Amplop warba biru dengan kertas kuning di dalamnya.
Perlahan ku baca isi surat itu, aku mengerutkan keningku saat aku sadar apa yang ada di kertas kuning bertulisan tangan Park Jimin itu. Surat yang nyatanya ia tulis untukku, bukan hanya sekedar surat biasa tapi surat cinta yang berisi segala hal tentangku, serta pernyataan cintannya untukku. Entah mengapa setelah ku baca suarat itu aku merasa marah padanya, aku tak tahu, tapi rasanya aku benar-benar ingin marah pada Jimin saat ini.
"Wae?!" suara Jimin membuat buku dan surat yang sedang ku baca jatuh begitu saja.
Melihat itu Jimin berdiri kaku diambang pintu kamar mandi dengan handuk yang tersempir di kepalanya.
Sepertinya mataku sudah memancarkan kemarahan, dan aku hanya bisa mengeleng dan menyuruhnya untuk segera turun dengan nada yang sangat ketus syarat akan kemarahan.

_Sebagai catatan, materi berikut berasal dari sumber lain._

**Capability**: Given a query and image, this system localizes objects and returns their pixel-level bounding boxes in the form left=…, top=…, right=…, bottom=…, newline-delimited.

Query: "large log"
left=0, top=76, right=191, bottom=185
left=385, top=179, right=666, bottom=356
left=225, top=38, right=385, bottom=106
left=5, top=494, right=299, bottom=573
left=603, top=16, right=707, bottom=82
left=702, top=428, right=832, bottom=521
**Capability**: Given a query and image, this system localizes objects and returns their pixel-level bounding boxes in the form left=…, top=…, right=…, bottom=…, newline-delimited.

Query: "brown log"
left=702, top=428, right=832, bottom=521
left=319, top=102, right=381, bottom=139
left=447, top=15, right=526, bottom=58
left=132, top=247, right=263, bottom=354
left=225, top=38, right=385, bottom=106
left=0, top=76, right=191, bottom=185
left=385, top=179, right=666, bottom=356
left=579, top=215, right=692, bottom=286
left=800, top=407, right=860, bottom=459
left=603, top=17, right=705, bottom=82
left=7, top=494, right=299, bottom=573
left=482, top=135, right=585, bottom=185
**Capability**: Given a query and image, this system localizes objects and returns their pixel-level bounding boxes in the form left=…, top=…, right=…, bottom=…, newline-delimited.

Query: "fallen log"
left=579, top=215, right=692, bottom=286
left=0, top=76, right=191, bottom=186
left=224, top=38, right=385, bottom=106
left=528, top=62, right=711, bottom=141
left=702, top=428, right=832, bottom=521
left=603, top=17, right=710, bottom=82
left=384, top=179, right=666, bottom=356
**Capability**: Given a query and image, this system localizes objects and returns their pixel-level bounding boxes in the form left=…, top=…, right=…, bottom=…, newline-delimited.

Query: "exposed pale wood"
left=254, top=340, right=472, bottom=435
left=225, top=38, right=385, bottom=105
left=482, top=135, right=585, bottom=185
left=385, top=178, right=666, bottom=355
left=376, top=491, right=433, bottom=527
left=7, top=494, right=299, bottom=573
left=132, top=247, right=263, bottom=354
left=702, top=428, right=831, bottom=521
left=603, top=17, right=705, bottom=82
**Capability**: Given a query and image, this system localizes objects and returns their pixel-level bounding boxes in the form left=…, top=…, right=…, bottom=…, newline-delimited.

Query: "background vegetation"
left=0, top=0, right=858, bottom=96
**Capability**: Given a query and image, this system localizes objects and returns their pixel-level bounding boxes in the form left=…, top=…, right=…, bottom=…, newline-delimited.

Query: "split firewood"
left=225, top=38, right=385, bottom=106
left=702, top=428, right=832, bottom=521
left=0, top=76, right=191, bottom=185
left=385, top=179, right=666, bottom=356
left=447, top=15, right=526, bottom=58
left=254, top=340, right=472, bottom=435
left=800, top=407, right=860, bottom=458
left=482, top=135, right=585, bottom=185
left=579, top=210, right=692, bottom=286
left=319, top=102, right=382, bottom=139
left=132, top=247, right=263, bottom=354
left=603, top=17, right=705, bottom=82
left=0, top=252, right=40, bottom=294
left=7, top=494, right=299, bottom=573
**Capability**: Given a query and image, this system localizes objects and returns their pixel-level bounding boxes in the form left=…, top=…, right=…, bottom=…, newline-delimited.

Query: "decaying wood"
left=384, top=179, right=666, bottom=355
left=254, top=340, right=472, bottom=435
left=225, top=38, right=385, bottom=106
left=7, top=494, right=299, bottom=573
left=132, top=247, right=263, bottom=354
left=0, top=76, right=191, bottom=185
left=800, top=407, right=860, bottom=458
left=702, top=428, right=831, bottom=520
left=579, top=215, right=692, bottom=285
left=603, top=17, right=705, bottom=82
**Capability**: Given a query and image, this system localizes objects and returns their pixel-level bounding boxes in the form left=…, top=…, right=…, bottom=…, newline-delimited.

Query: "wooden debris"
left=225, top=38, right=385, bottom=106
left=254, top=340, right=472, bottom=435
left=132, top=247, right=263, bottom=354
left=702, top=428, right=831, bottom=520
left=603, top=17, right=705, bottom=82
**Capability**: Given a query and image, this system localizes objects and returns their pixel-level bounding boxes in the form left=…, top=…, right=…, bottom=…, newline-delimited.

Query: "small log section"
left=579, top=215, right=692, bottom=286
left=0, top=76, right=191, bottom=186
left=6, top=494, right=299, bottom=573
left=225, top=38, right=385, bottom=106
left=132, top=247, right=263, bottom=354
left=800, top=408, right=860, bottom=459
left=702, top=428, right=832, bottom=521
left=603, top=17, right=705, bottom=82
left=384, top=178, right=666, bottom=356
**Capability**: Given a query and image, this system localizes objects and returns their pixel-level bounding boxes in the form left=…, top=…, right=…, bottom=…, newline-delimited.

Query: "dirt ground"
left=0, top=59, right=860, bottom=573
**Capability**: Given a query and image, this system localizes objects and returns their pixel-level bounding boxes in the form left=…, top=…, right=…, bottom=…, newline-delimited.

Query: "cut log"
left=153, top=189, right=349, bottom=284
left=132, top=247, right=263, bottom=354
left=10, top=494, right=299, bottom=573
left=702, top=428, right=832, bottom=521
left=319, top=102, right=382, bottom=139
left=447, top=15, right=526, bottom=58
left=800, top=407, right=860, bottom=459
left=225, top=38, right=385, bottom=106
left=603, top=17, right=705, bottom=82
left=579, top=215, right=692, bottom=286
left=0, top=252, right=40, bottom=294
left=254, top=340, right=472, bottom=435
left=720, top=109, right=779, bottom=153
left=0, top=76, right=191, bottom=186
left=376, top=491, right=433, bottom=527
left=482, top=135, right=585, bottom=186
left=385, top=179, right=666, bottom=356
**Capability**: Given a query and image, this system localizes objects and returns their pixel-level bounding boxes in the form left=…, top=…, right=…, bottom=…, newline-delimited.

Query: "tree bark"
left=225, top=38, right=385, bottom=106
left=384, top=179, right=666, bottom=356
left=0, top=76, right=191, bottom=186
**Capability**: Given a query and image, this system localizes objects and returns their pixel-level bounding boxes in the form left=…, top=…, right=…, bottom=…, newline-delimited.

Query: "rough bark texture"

Bahkan saat makan bersama kedua orang tua Jimin aku hanya diam, dan hanya menjawab jika di tanya. Niat awalku untuk merayakan ke lulusan Jimin setelah ujian akhir gagal sudah karena kejadian tak terduga beberapa saat yang lalu. Aku pun memutuskan untuk pulang dengan alasan sedikit tak enak badan pada ibu dan ayah Jimin.
Satu bulan sudah setelah kejadian itu, aku sama sekali tak berniat dan tak pernah menghubungi Jimin, bahkan setelah kejadian itu pesan dan panggilan Jimin ku abaikan. Aku marah dengannya karena ternyata selama ini aku salah, ku kira dia memang sahabat terbaikku, nyatanya ia memiliki perasaan lebih terhadapku. Entah mengapa aku kesal saja terhadapnya!